EL PADRE GUTIÉRREZ A DON PEPITO

Málaga, 4 de abril de 1842.          

     Mi querido discípulo: Mi hermana, que ha vivido más de veinte años en ese lugar, vive hace dos en mi casa, desde que quedó viuda y sin hijos. Conserva muchas relaciones, recibe con frecuencia cartas de ahí y está al corriente de todo. Por ella sé cosas que me inquietan y apesadumbran en extremo. ¿Cómo es posible, me digo, que un joven tan honrado y tan temeroso de Dios, y a quien enseñé yo tan bien la metafísica y la moral, cuando él acudía a oír mis lecciones en el Seminario, se conduzca ahora de un modo tan pecaminoso? 

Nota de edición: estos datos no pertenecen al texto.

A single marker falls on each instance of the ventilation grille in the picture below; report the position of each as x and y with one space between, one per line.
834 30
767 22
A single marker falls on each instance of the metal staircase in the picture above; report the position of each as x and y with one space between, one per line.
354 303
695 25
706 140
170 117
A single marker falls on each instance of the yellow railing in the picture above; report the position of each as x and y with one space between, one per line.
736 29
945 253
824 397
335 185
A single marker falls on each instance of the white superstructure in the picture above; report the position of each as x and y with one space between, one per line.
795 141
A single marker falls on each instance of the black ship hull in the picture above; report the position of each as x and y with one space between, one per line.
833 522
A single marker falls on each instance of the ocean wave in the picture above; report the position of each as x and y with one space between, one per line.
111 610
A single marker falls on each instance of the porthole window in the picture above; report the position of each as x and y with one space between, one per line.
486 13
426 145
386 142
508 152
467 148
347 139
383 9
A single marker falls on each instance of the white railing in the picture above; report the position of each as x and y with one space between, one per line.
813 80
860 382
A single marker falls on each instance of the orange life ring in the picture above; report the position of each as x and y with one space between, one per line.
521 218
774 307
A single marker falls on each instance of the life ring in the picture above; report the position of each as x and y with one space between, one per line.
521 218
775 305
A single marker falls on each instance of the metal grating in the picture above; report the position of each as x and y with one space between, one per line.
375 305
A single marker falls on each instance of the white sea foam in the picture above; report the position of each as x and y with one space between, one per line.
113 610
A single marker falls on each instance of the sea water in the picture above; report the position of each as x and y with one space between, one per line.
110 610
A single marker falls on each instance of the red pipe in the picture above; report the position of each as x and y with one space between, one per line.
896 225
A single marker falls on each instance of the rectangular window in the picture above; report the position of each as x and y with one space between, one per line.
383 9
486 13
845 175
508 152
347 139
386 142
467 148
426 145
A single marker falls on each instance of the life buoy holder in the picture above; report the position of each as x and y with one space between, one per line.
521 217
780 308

Me horrorizo de pensar en el peligro a que te expones de incurrir en los más espantosos pecados, de amargar la existencia de un anciano venerable, deshonrando sus canas, y de ser ocasión, si no causa, de irremediables infortunios. Sé que frenéticamente enamorado de doña Juana, legítima esposa del rico labrador don Gregorio, la persigues con audaz imprudencia y procuras triunfar de la virtud y de la entereza con que ella se te resiste. 

Fingiéndote ingeniero o perito agrícola, estás ahí enseñando a preparar los vinos y a enjertar las cepas en mejor vidueño; pero lo que tú enjertas es tu viciosa travesura, y lo que tú preparas es la desolación vergonzosa de un varón excelente, cuya sola culpa es la de haberse casado, ya viejo, con una muchacha bonita y algo coqueta. ¡Ah, no, hijo mío! Por amor de Dios y por tu bien, te lo ruego. Desiste de tu criminal empresa y vuélvete a Málaga. 

Si en algo estimas mi cariño y el buen concepto en que siempre te tuve, y si no quieres perderlos, no desoigas mis amonestaciones.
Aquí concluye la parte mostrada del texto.